Ketentuan tersebut disampaikan Bupati Manggarai Barat, Edistasius Endi dalam Sosialisasi Optimalisasi Pajak Daerah di Aula Setda Manggarai Barat, Rabu 4 Maret 2026.
Menurutnya, aturan tersebut merupakan bagian dari regulasi kepelabuhanan yang harus dipatuhi oleh pelaku usaha pariwisata laut.
“Kriteria yang ditetapkan oleh Satgas Kepelabuhanan menyatakan bahwa kapal pariwisata harus memiliki Gross Tonnage minimal 175,” ujarnya.

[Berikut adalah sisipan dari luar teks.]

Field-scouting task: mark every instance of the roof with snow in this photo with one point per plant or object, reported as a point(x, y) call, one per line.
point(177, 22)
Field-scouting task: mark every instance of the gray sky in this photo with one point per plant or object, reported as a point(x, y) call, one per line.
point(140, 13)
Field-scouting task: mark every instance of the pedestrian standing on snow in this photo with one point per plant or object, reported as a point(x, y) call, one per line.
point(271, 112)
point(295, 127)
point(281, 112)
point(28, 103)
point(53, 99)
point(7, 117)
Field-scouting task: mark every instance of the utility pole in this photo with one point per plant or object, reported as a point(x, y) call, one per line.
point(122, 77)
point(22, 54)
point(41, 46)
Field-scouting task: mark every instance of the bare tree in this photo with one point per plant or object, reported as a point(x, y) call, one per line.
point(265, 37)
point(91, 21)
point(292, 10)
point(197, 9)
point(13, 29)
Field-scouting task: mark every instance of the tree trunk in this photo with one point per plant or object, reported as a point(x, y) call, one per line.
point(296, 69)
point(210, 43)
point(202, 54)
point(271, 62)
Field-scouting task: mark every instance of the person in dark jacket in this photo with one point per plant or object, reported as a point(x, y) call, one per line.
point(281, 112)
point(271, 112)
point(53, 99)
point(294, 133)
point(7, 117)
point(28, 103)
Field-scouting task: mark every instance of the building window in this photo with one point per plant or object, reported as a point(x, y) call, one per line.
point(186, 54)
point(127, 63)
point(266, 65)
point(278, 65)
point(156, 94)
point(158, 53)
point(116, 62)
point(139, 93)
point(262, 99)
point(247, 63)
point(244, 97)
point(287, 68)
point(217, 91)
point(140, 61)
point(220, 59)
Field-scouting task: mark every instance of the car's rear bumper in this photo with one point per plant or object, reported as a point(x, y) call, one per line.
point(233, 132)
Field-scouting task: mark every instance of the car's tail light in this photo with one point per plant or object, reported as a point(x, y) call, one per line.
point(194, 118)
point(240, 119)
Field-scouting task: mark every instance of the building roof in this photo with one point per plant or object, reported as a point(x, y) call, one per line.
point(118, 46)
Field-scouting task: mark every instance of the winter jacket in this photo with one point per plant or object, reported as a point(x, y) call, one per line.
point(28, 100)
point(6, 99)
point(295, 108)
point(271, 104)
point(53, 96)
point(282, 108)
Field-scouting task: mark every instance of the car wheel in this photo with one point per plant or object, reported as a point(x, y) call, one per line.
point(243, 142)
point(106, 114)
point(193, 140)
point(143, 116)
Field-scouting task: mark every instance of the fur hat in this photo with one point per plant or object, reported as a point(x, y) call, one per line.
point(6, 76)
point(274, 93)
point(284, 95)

Bupati menjelaskan kapal yang tidak memenuhi standar tersebut tidak diperbolehkan mengoperasikan paket wisata dengan fasilitas kamar menginap.
Meski demikian, kapal tersebut masih dapat beroperasi sebagai angkutan wisata tanpa layanan inap.

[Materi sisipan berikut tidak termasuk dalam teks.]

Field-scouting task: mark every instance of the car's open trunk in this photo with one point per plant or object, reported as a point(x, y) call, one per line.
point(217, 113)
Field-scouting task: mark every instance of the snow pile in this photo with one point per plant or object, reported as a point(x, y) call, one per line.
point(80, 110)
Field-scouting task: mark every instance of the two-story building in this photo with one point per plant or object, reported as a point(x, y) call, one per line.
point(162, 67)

Kebijakan ini bertujuan memastikan standar keselamatan serta kualitas layanan pariwisata di Labuan Bajo sebagai destinasi super prioritas nasional.
Pemerintah Kabupaten Manggarai Barat berharap seluruh pelaku usaha pariwisata dapat menyesuaikan operasionalnya dengan ketentuan yang berlaku.